Despite this, the teflock operating device of this invention is
The spring 22 that achieves the above-mentioned advantages is
Since it is provided between the sliding hardware 9 having the movable differential lock pawl 10 and the shift collar 20 slidably provided thereon, the installation of the spring 22 makes the differential lock operating device larger than the conventional one. For example, when such a spring is installed on the fork shaft that supports the shift fork, it does not cause problems such as lengthening the fork shaft or increasing the size of the transmission case. In particular, the sliding hardware 9 and the shift collar 20 and spring 22 thereon are designed so that the spring 22 and shift collar 20 are fitted onto the sliding hardware 9 from the opposite side of the flange 9a on the sliding hardware 9. Then, the retaining ring 21 is attached to the sliding metal fitting 9, and the structure can be assembled externally as one unit.The externally assembled item can be handled as a small and lightweight single item and made into a mission case.

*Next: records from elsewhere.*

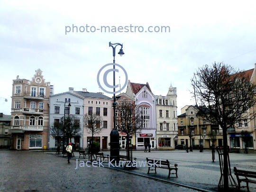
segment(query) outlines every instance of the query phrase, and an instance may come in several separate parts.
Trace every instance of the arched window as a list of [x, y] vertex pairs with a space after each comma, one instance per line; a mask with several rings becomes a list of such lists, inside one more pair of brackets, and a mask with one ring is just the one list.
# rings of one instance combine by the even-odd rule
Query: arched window
[[19, 125], [19, 118], [18, 116], [15, 116], [14, 117], [14, 125]]
[[30, 120], [29, 121], [29, 125], [35, 125], [35, 117], [30, 117]]
[[42, 117], [39, 117], [38, 118], [38, 125], [43, 126], [43, 122], [44, 118], [43, 118]]

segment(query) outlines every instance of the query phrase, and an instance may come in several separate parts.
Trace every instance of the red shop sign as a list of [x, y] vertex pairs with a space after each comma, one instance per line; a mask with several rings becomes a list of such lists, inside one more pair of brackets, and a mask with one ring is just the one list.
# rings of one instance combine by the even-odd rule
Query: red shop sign
[[140, 137], [153, 137], [153, 134], [152, 133], [140, 133], [139, 134]]

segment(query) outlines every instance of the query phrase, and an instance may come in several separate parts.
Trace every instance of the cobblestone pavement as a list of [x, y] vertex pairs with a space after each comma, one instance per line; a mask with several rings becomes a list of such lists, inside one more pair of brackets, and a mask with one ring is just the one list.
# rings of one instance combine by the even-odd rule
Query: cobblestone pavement
[[1, 192], [198, 191], [105, 167], [75, 169], [73, 159], [43, 152], [0, 150], [0, 164]]

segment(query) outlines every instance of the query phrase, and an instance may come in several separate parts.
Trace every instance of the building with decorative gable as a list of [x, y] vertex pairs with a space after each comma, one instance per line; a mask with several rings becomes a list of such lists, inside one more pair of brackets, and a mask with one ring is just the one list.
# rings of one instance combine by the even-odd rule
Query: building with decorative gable
[[165, 96], [155, 95], [156, 141], [159, 149], [174, 149], [177, 145], [177, 92], [172, 85]]
[[[94, 140], [100, 142], [101, 149], [110, 148], [108, 145], [110, 142], [109, 136], [113, 127], [111, 98], [102, 93], [88, 92], [86, 89], [83, 89], [82, 91], [73, 91], [73, 93], [83, 98], [84, 115], [96, 113], [97, 115], [102, 117], [103, 128], [100, 133], [93, 136]], [[91, 134], [88, 133], [84, 128], [83, 148], [89, 147], [89, 142], [91, 139]]]
[[36, 70], [31, 81], [18, 75], [13, 80], [10, 133], [13, 149], [47, 149], [51, 86], [42, 72]]
[[136, 105], [140, 106], [143, 120], [141, 133], [137, 136], [136, 148], [143, 149], [145, 143], [150, 143], [151, 148], [156, 148], [155, 98], [149, 84], [147, 82], [146, 84], [137, 83], [129, 80], [126, 94], [134, 99]]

Since the device can be easily assembled into the device, it is easy to assemble, with almost no difficulty in assembling it, compared to conventional teflock operating devices.

[Brief explanation of the drawing]

FIG. 1 is a longitudinal sectional view showing an embodiment of this invention. 1... Differential device, 2... Differential case,
6... Output shaft, 8... Fixed differential lock claw, 9... Sliding hardware, 10... Movable differential lock claw, 11... Differential lock device, 14
...Differential lock pedal, 15...Fork shaft, 16...Shift fork, 19
...Return spring, 20...Shift collar, 21...Retaining ring, 22...Spring.

Claims (1)

[Scope of utility model registration request] A shift collar 20 having an annular groove 20a for engaging a shift fork 16 is mounted on a sliding metal fitting 9 which is spline-fitted to one output shaft 6 of the differential device 1 and forms a movable differential lock pawl 10. The displacement of the shift collar 20 in the direction opposite to the locking operation direction is regulated by a retaining ring 21 attached to the sliding metal fitting 9, and the retaining ring 21 is provided so as to be slidable. The collar portion 9a and the collar portion 20 protruding from the inner circumferential surface of the shift collar 20
The differential lock operation device is characterized in that a spring 22 is provided at both ends thereof and is compressed when the shift collar 20 is displaced in the differential lock operation direction relative to the sliding hardware 9.